The method described above secures access to pages at the Web server. The same access control is also available at the browser when the browser machine is configured as a DFS client. Fundamentally, a browser is a program that accepts a specially formatted file (HTML) and displays it on the screen with fonts, pictures, sound and so on. Browsers contain a variety of methods by which they can retrieve HTML pages, such as HTTP and FTP. Browsers also contain the ability to view an HTML files and other Web objects stored on the local machine using 'file-style' URLs instead of the more common 'HTTP' style. Many browsers also assume that URLs that specify no type also refer to files local to the browser machine.

DFS clients on the browser machine make information located on DFS file servers appear to be local. DFS servers can be located anywhere in intranets or the Internet itself. Because the DFS users must log in with user IDs and passwords, browser users will already be authenticated with DFS. DFS then controls all request for Web-based content using the standard DFS ACL mechanism. No changes are needed in the browsers to gain this security.

Guaranteeing the
integrity of Web pages

Another security concern for intranet applications is that information not be changed from when it leaves the Web server until delivery to the browser. It has been proven that powerful PCs acting as gateways and routers can intercept network traffic and change packets as they pass by. The integrity of Web pages is constrained to the underlying network protocols.

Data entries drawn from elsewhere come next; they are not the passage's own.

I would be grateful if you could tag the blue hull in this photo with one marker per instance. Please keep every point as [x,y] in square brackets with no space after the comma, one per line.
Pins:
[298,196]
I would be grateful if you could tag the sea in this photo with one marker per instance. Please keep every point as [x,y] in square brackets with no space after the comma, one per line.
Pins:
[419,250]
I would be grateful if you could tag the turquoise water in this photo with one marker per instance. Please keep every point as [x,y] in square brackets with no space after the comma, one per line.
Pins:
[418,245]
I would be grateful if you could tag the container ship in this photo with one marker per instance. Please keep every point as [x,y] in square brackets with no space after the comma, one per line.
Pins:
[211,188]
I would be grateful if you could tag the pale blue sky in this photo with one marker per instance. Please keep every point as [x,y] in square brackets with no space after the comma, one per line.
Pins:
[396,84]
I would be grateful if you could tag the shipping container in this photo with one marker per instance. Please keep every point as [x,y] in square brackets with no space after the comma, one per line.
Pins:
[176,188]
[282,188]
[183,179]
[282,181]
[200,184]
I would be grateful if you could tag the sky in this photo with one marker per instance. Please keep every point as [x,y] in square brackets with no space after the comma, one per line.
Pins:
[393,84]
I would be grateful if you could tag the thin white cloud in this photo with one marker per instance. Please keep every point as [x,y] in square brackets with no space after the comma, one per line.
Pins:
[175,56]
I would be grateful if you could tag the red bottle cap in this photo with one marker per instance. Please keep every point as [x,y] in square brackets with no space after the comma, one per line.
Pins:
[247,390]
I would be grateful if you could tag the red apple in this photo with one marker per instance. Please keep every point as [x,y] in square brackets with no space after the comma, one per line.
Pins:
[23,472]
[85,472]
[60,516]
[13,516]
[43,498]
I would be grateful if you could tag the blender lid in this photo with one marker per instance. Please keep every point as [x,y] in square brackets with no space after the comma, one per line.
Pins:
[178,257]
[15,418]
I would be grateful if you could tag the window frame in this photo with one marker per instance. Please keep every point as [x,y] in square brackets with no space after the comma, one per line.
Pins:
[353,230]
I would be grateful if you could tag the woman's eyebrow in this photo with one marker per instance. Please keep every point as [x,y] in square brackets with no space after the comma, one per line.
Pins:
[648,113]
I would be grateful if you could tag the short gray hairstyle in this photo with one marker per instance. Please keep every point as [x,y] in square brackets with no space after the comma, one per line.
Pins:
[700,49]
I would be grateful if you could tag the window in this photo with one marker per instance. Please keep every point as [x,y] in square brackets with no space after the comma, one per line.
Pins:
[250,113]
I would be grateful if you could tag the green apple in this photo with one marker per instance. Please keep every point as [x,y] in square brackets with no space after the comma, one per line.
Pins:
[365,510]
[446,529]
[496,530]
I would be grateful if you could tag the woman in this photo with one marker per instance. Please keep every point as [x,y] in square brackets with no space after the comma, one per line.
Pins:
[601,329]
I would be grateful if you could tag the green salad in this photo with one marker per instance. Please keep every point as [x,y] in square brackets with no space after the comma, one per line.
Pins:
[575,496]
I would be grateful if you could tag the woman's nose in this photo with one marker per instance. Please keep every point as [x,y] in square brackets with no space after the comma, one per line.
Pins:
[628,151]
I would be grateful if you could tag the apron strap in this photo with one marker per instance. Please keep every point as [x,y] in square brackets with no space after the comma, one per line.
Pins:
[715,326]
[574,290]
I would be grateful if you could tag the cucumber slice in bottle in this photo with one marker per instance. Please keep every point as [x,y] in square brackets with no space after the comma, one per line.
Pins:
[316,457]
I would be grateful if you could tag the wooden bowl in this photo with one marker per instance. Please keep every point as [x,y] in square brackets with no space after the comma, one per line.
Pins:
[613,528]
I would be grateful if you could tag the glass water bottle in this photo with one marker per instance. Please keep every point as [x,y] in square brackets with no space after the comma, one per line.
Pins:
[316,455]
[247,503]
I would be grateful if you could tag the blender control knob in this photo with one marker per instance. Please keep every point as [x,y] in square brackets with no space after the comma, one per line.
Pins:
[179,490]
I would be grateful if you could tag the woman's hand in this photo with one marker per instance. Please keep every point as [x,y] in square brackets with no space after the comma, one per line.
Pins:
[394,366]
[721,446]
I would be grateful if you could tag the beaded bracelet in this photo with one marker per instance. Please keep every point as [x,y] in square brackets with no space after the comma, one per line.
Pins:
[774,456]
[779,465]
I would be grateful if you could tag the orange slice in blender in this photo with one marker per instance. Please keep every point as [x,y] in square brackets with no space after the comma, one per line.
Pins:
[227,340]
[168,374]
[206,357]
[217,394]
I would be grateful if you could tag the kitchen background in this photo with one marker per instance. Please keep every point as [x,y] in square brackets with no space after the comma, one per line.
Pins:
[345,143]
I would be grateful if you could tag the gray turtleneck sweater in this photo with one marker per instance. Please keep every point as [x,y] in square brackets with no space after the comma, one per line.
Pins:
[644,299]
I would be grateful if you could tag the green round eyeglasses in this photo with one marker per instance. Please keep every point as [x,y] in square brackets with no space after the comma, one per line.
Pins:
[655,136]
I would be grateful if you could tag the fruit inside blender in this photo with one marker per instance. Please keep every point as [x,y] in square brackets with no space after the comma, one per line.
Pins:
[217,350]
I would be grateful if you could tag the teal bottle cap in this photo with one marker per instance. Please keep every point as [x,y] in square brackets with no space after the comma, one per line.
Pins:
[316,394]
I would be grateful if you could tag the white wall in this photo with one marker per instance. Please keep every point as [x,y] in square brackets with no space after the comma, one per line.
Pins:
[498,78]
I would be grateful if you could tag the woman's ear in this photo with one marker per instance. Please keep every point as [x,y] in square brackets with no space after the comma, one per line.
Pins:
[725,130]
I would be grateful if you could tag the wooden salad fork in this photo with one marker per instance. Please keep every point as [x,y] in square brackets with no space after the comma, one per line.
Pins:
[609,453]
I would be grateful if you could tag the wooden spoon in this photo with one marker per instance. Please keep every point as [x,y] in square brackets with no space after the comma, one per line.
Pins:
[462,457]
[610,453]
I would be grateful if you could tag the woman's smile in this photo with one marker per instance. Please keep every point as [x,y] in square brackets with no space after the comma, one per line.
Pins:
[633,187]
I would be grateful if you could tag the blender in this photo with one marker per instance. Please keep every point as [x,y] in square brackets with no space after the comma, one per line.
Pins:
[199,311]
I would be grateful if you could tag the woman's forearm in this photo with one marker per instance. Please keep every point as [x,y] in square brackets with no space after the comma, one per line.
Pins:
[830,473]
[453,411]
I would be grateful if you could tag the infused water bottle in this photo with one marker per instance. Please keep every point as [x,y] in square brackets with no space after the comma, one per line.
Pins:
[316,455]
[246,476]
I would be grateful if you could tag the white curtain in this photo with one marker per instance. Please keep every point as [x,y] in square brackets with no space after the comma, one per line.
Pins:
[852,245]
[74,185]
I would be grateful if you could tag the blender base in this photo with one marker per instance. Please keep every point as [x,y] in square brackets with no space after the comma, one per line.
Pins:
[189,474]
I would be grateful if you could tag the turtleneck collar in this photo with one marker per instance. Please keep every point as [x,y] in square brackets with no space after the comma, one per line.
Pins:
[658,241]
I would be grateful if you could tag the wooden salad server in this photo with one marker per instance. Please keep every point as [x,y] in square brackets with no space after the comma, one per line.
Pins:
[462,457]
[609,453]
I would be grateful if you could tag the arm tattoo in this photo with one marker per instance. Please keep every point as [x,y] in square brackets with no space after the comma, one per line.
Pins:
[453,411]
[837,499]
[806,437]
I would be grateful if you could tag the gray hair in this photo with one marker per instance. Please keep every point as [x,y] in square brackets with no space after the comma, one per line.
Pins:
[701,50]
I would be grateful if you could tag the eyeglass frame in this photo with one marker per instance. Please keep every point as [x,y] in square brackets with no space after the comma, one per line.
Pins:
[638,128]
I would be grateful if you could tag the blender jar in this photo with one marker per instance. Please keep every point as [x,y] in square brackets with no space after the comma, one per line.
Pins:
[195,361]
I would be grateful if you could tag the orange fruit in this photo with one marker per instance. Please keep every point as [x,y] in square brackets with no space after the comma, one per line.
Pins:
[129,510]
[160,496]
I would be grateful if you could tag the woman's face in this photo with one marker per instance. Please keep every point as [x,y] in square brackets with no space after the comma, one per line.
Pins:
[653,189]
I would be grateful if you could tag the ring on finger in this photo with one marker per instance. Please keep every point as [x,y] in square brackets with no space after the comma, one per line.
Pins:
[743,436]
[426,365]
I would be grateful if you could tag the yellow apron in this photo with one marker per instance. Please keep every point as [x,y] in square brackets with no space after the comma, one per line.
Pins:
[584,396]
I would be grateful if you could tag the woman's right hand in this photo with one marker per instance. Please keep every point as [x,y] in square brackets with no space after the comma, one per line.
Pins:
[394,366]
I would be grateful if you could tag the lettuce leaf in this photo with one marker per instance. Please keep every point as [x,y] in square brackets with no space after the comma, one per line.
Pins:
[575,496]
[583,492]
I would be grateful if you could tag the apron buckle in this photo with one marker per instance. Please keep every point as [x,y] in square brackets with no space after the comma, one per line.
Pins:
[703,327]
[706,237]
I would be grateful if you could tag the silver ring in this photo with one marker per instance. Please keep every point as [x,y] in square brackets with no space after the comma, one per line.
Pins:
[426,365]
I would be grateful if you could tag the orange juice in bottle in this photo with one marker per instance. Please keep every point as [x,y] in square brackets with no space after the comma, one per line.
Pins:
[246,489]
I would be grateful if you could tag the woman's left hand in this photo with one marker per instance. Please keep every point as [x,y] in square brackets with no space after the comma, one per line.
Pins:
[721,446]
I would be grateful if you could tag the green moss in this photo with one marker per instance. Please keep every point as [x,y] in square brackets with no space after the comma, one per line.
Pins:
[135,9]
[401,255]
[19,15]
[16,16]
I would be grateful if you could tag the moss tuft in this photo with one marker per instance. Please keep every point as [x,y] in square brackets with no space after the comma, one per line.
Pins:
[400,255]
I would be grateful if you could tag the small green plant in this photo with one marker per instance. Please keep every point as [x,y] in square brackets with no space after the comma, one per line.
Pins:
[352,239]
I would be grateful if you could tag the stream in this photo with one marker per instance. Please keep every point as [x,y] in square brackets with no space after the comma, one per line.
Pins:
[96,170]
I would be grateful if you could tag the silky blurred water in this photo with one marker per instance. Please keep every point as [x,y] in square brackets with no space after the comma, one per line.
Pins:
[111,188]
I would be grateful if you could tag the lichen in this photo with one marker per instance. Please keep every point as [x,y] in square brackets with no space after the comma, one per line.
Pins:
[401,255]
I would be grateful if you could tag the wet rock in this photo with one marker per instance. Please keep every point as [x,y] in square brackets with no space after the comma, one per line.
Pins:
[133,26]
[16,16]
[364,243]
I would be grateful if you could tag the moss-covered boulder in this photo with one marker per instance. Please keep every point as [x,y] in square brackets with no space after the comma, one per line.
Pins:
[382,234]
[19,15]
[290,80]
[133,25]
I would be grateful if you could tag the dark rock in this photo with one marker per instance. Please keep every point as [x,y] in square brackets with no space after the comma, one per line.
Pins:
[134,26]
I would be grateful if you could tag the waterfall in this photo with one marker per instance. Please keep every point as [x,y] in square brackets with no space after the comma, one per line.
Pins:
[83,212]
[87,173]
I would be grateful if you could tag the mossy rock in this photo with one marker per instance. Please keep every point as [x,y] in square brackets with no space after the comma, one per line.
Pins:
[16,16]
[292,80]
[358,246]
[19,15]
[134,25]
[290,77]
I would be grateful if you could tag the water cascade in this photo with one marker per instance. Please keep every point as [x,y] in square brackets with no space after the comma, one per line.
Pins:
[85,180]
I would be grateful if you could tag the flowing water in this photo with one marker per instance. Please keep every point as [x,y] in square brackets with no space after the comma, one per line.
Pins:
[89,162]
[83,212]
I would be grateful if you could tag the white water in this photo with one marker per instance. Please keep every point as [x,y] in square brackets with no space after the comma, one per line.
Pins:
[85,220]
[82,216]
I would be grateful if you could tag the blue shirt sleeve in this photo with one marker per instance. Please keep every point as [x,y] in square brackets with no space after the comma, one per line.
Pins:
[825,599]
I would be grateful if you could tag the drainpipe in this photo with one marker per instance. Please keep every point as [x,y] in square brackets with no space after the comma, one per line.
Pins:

DFS, by leveraging the DCE infrastructure, ensures that packets are unaltered from when they leave the DFS server to when they reach the DFS client. When DFS is acting as a Web server, this capability ensures that no alteration of pages takes place as the information travels through the network to the browser.

DFS can go even further: it can prevent unauthorized viewing of the Web pages as they travel across the network. Using a feature called "packet privacy," DFS encrypts page data between the DFS server and the DFS client. This capability ensures that no intermediate carrier or broadcast sniffer can inspect the data as it travels across the network. Hence, DFS offers the ability to deliver sensitive pages across public networks.

The lightweight DFS desktop

Some security benefits, such as page integrity, require a DFS client to be running along with the browser. However, a DFS client may not be available for your desktop machine. In these cases, a DFS component called DFS-Light can be used to enable desktop machines to directly access DFS servers. DFS-Light augments the DFS DCE-oriented architecture by providing secure, remote access to DFS servers from a desktop, LAN-oriented environment.

DFS and large-scale Web sites

DFS meets the security requirements of those organizations implementing Internet and intranet applications. In addition to security, DFS offers other important benefits to organizations building global, large-scale World Wide Web sites.

High-volume Web sites must be able to deliver enormous amounts of information to hundreds of thousand of users. DFS performance techniques, including client caching and replication, reduce the load on both server machines and the network. The result is faster and more reliable delivery of information, with less resources.


The need for Web-wide authentication, authorization control, and data integrity is growing faster than the Web itself. DFS, which is based on DCE, was designed from the ground up to delivery security to the World Wide Web. At the same time, DFS delivers other important features required by high-performance Web sites. As a proven technology, DFS can be combined immediately with the World Wide Web to deliver important business benefits to those companies gaining a competitive advantage through technology.